Я не хочу больше брать твоих планок – это уже для меня неприемлемо. Мне действительно хотелось бы знать, когда, наконец, закончатся все эти условия, критика и требования, и ты начнешь любить меня просто так, ни за что, а просто потому, что я – твоя дочь. Какую информацию ты мне даешь своей критикой, требовательностью и несдержанностью? Что ты мне не доверяешь? Или что я тебя в очередной раз разочаровала? Как я должна была прочитать твоё многомесячное молчание после отъезда? Что я не стою твоих усилий? Нас с тобой связывает многолетняя история, тут много контекста и подтекста, и любое сказанное слово будет пропускаться через эту историю. Так не пора ли нам изменить эту историю, а заодно и стиль коммуникации?
А теперь о доверии. Нет, не о доверии ко мне. Доверяешь ли ты самому себе, что справишься даже в том случае, когда я не оправдаю твоих высоких ожиданий, и останусь самым обыкновенным человеком? Можешь ли ты найти в себе мужество сказать: «Ну и что? Я всегда буду любить тебя, несмотря ни на что. Даже если ты вылитая копия своей матери, и даже если ты никогда ничего не достигнешь. Да тебе ничего ине нужно достигать или заслуживать, а тем более за что-то стыдиться».

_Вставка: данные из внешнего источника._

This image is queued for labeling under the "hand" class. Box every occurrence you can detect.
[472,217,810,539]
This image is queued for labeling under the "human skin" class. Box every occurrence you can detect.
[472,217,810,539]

Но если по каким-то причинам тебе захочется отвести от правды глаза и спрятаться, и если тебе будет так больно и неприятно, что появится импульс раскритиковать и даже унизить меня, как раньше, то знай – я уже этого не боюсь. Потому что теперь я знаю – я справлюсь! Я также знаю, что никто больше не посеет сомнения в моей обновлённой душе, и её больше не обожгут языки стыда или позора. Никто, слышишь, никто больше не имеет власти над ней.
Для меня бы очень много значило, если бы ты приложил хоть капельку усилий для того, чтобы статьмоим отцом. Для меня бы очень много значило, если бы мы могли дотянуться друг до друга, пока еще не поздно, пока еще у нас есть время. Для меня бы очень много значило, если бы ты хотя бы один раз прислал мне открытку на день рождения, и чтобы эта открытка была только для меня и только от тебя, а не приписка к письму: «Заодно поздравляем тебя с Днем рождения». Чтобы это было хорошим поводом хоть изредка сказать, что я для тебя что-то значу, что ты любишь и гордишься мною, и веришь в меня».
Ответ на этот раз пришел довольно быстро. Но, к сожалению, всё письмо было только о нём самом.
«Таня, дорогая!Я был очень обрадован твоему письму. Можешь верить или не верить, но я радовался как ребенок. Какие теперь я должен посылать тебе сигналы на уровне подсознания, если всё мое сознание пронизано радостью и благодарностью? Когда я вернулся из Англии, душа моя была не на месте. Я каждый день думал о вас, подолгу рассматривал фотографии, ругал себя, на чем свет стоит. Нет, Таня, ты ошибаешься, я давно понял, что детей любят не за что-то, а лишь за то, что они есть. Если же я был чем-то недоволен в отношении тебя и Вити, так это все оттого, что я переживал за вас, болел душой, желал вам добра. А моё долгое молчание говорит не об обиде, а о том, что я был в растерянности и хотел глубже продумать наши отношения. Ведь всё это свалилось на наши головы так внезапно.